Suisse Climat
Rösti admet le risque de manquer l'objectif climatique de 2030
Selon le chef du Detec, les 300 à 400 millions nécessaires à l'achat de certificats à l'étranger font défaut. Le conseiller fédéral annonce une stratégie nationale pour l'approvisionnement en eau.
La Suisse n'atteindra probablement pas son objectif climatique pour 2030. C'est ce qu'affirme le conseiller fédéral Albert Rösti dans un entretien publié par Le Temps.
L'engagement pris prévoit de réduire de moitié les émissions de gaz à effet de serre d'ici 2030 par rapport aux niveaux de 1990, avec la neutralité carbone fixée à 2050. Une part importante de la réduction dépend toutefois de l'achat de certificats d'émission à l'étranger.
C'est précisément là que le chef du Département de l'environnement, des transports, de l'énergie et de la communication voit l'obstacle. Dans le contexte budgétaire actuel, marqué par les coupes décidées par le Conseil fédéral, il déclare ne pas voir comment la Confédération pourrait dégager les 300 à 400 millions de francs supplémentaires nécessaires.

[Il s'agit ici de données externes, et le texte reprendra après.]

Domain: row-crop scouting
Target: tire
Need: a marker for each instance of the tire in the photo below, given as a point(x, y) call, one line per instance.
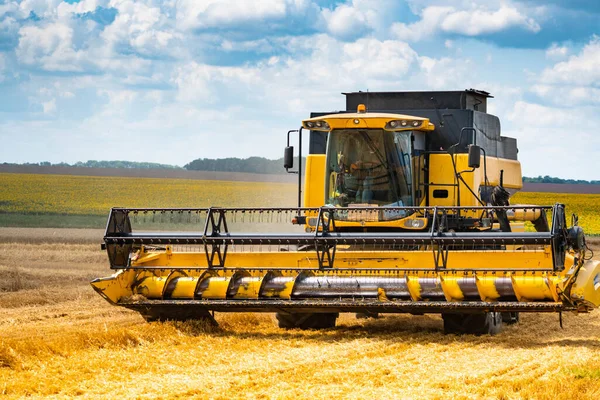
point(306, 320)
point(510, 318)
point(489, 323)
point(367, 315)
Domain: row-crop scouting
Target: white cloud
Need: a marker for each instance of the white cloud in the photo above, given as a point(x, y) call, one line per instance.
point(582, 69)
point(143, 28)
point(192, 14)
point(2, 66)
point(346, 21)
point(49, 47)
point(472, 22)
point(546, 134)
point(49, 107)
point(479, 21)
point(42, 8)
point(557, 52)
point(80, 7)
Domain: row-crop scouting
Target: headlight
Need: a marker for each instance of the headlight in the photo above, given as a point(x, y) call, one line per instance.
point(320, 125)
point(399, 124)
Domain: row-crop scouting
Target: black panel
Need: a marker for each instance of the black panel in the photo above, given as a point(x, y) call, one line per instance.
point(457, 100)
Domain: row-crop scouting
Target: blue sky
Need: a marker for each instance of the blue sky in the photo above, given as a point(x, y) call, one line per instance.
point(172, 81)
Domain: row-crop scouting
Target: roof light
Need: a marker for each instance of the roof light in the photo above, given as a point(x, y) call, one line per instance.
point(318, 125)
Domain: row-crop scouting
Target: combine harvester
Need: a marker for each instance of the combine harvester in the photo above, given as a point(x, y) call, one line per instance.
point(406, 210)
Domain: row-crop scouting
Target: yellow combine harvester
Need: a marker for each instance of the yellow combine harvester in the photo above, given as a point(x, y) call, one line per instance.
point(406, 210)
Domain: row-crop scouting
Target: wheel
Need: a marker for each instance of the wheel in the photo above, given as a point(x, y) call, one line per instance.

Ce qui se passe après 2030
Rösti relie l'objectif manqué à un effort plus sévère durant la décennie suivante. Si la cible de 2030 n'est pas atteinte, soutient-il, les mesures devront être renforcées dans les années qui suivent.
Une des pistes évoquées est l'extension du système d'échange de quotas d'émission aux bâtiments et aux transports, ce qui générerait davantage de recettes.
Le conseiller fédéral UDC prépare la nouvelle loi sur le CO2 pour la période 2030-2040, qui sera mise en consultation prochainement. Dans le même cadre devrait croître le fonds d'adaptation de l'Office fédéral de l'environnement, doté aujourd'hui de 30 millions de francs.
Malgré un été marqué par des événements météorologiques extrêmes, Rösti ne prévoit pas de modification immédiate de la politique en dehors des mesures déjà approuvées. Il soutient que la Suisse fait déjà beaucoup et que le pas supplémentaire devra être franchi après 2030.
Il a par ailleurs annoncé une stratégie nationale pour l'approvisionnement en eau. Le document devra traiter de la coordination entre les cantons et fixer les priorités durant les périodes de pénurie.
Dans d'autres entretiens accordés aux journaux du groupe Tamedia, il a rejeté les critiques portant sur l'insuffisance de l'action gouvernementale face à la canicule et à la sécheresse. Selon lui, les mesures nécessaires existent déjà. Comme signe de préparation, il a cité les hélicoptères de l'armée, qui ont transporté cette année moins d'eau vers les alpages que lors des sécheresses précédentes.
À la question de savoir s'il avait sous-estimé les effets du changement climatique, il a répondu qu'il n'avait pas prévu des vagues de chaleur aussi intenses cet été, en précisant n'avoir jamais mis en doute l'existence du réchauffement global.